Christina
Christina McDonagh
Christina the baby, one of thirteen,
Reared in the Dairy numbered twenty
On old Castle Street, in dear Sligo town
Beside the bookmaker Kilmartin’s.
Impossibly exotic to a fellow of five
Impressed by the hair up in a bouffant
Shapely high heels and ruby red lipstick
The height of high style in the black and white fifties.
Playing golf in Strandhill, cycling to swim
Going on far cruises, she never stayed in
She escaped to the office to tot up the sums
She was ever full of devilment and fun.
I remember the fifties when she worked round the corner
The Austin Princess for glamorous weddings
When big cars were big and impossibly plush
In a decade severe and so simple.
Josie and Teenie bought their house
High on the hill on the road to the Point
Alas Josie never managed the move
From quiet town Centre to wild ocean road.
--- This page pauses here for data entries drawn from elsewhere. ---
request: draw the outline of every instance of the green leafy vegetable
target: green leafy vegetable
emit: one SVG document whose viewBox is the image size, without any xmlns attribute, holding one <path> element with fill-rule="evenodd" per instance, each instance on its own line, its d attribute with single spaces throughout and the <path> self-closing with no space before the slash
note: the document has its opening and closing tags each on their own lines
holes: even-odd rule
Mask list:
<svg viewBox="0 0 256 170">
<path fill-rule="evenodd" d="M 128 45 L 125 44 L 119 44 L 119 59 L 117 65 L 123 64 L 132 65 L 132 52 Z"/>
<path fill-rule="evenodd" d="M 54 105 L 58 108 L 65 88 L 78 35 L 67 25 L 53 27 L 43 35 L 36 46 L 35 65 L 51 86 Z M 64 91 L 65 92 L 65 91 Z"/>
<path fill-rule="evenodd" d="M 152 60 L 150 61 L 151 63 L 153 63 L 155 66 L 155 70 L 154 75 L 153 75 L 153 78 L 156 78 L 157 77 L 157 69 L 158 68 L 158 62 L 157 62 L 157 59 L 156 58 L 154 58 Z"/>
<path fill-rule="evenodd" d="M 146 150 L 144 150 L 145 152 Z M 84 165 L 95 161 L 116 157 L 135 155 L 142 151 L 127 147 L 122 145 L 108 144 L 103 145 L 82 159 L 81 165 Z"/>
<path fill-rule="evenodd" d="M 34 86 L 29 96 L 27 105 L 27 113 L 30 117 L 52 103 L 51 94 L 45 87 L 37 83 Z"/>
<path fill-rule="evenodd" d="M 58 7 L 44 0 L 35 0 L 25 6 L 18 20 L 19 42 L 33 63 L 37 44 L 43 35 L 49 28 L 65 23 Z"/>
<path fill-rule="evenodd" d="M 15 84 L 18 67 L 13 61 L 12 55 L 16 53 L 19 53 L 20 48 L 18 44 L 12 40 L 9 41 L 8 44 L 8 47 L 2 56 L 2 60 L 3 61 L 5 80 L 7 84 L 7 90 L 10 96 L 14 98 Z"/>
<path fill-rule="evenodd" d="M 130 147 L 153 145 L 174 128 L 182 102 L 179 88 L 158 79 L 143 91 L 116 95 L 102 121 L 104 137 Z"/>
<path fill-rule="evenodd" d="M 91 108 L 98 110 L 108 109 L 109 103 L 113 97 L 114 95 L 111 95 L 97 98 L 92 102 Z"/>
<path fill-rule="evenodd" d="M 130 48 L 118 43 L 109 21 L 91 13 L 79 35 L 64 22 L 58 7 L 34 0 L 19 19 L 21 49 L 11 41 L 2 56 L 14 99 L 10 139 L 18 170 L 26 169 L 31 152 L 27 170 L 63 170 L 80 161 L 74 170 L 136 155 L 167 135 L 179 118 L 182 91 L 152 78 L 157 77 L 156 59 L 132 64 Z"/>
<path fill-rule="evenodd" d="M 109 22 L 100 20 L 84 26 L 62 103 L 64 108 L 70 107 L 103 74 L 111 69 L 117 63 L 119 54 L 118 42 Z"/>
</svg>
Christina carried on riding her bike
Cycling each day to the sea
A figure bent over the bars
A character that lasted the years.
Active and free like the wind
Until old age reeled her in,
But still a familiar sight
In a Sunday hotel in Bundoran.
Her days in the nursing home busy
Reading the paper each morning.
Never a complaint from her lips
Everything ‘grand’ was her motto.
The last to arrive, now the last to take leave
The end of a story that began last century
In police barracks back in Glenties
In the turbulent year of nineteen fifteen.
The end of an era in Sligo
With descendants all over the land
We mourn for Christina the baby
And for each of the McDonagh thirteen.